Spinning It Just Right

Was the President angry enough at BP?  Too angry?  It’s interesting to see the range of opinion.

*Charles Blow in The New York Times thought he ran the risk of seeming too detached and ineffective.

*Adam Serwer of American Prospect complained that his “kick ass” comment, stepped over the line.

*Lori Ziganto, blogging on RedState, thought the problem was he just didn’t do it convincingly enough.

*CNN’s John Blake warned that the American public doesn’t like angry black men.

*Greg Sargent of The Washington Post thought the public will judge Obama on the substance of his response.        Political commentators are too eager to rush into filling the gap. (In Newsweek see, “Is Obama Angry Enough?”)
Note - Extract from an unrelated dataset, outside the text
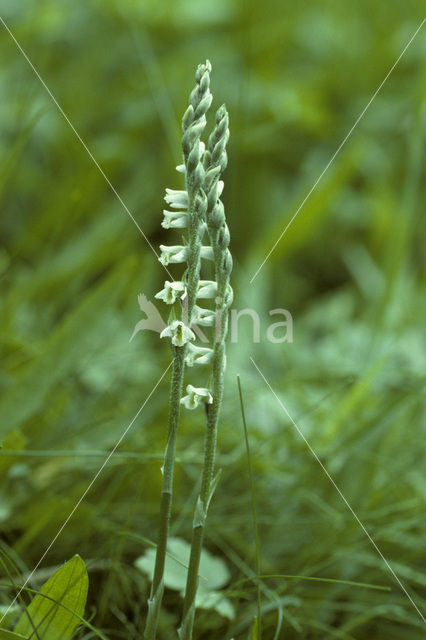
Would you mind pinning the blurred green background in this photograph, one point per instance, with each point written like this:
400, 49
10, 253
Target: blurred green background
350, 269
There seem to be as many points of view as there are commentators, which is reassuring in a way.  Obviously different sectors of the population have different reactions.  It doesn’t surprise me, for example, that Charles Blow, who is black, wants our first black president to be more assertive, while Lori Ziganto, blogging for a conservative site, takes a skeptical and dismissive stance.  But what is the rush?

On one level, it’s obvious that this is what commentators do.  Journalists and bloggers are keeping themselves and their readers busy with a steady stream of interpretation, cultivating an illusion of understanding what is really going on in the world, what we need to think.  The public verdict is far from having been delivered, but, as usual, it is being anticipated and shaped.
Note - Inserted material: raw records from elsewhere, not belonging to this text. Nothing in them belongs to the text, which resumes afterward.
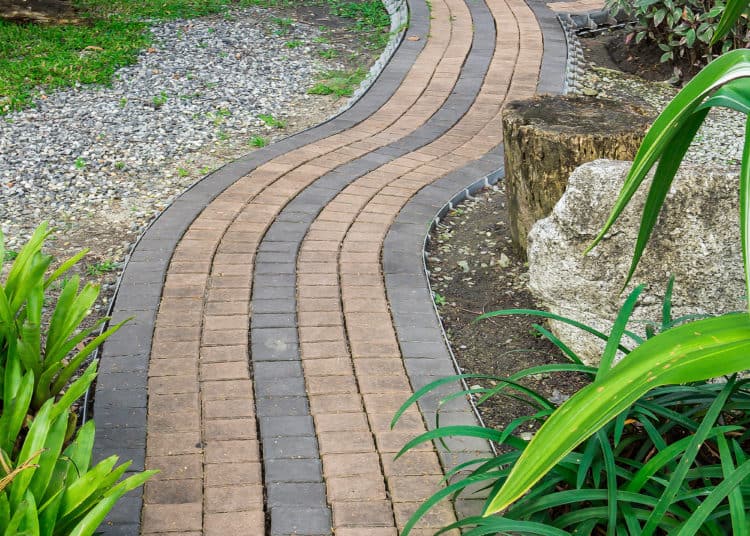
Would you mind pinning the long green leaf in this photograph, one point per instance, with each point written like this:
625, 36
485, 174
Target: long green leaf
88, 525
76, 361
79, 452
48, 459
669, 161
64, 267
15, 410
730, 66
744, 204
666, 455
618, 328
77, 492
677, 478
736, 500
76, 390
34, 442
714, 498
450, 431
495, 525
691, 352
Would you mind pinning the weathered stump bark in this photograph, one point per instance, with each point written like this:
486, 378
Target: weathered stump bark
547, 137
37, 10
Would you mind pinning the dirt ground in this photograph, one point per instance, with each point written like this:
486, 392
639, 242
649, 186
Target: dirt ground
474, 269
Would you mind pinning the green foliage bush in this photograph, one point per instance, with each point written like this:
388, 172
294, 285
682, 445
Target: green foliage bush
683, 29
48, 486
693, 421
647, 471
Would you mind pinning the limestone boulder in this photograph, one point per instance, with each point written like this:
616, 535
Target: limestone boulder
697, 239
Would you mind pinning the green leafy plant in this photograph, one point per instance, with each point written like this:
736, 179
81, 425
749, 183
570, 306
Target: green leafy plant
159, 100
47, 484
676, 359
103, 267
272, 121
338, 83
52, 356
284, 25
372, 20
328, 53
683, 29
258, 141
625, 477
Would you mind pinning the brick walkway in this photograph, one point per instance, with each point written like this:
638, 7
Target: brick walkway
282, 312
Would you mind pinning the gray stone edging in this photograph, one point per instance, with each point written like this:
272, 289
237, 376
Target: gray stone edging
120, 401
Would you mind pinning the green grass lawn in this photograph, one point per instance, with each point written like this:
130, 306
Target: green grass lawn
110, 35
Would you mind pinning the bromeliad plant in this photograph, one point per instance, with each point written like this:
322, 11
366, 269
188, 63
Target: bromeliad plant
48, 486
682, 357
At the same time, though, I wonder if the public verdict isn’t also being forestalled.  Before one has much of a chance to have a reaction of one’s own, the whole range of potential reactions is on display.  The instant and insistent stream of commentary virtually occupies the space of public discourse.  In a sense, it has become the public discourse.

Have commentators become afraid that people won’t have their own ideas, that they are standing in for a public that is confused and inarticulate?  Perhaps the public itself is becoming hesitant to speak its mind without their opinions being vetted by some journalistic authority.  Or is the commentary simply irrelevant?

It’s hard enough to have an original idea – much less a new perception — as those who study human consciousness know all too well.  The brain holds on to its past formulations pretty firmly.  But this barrage of all conceivable opinion virtually ensures that we will keep on talking to each other in all the old familiar ways.

Sooner or later, of course, a consensus will emerge about Obama and the oil spill, one that it will then be up to historians to challenge and reshape.  But now we seem to want to ensure that the dead hand of the past comes down hard and fast, before anyone has too much time to think about what is really happening.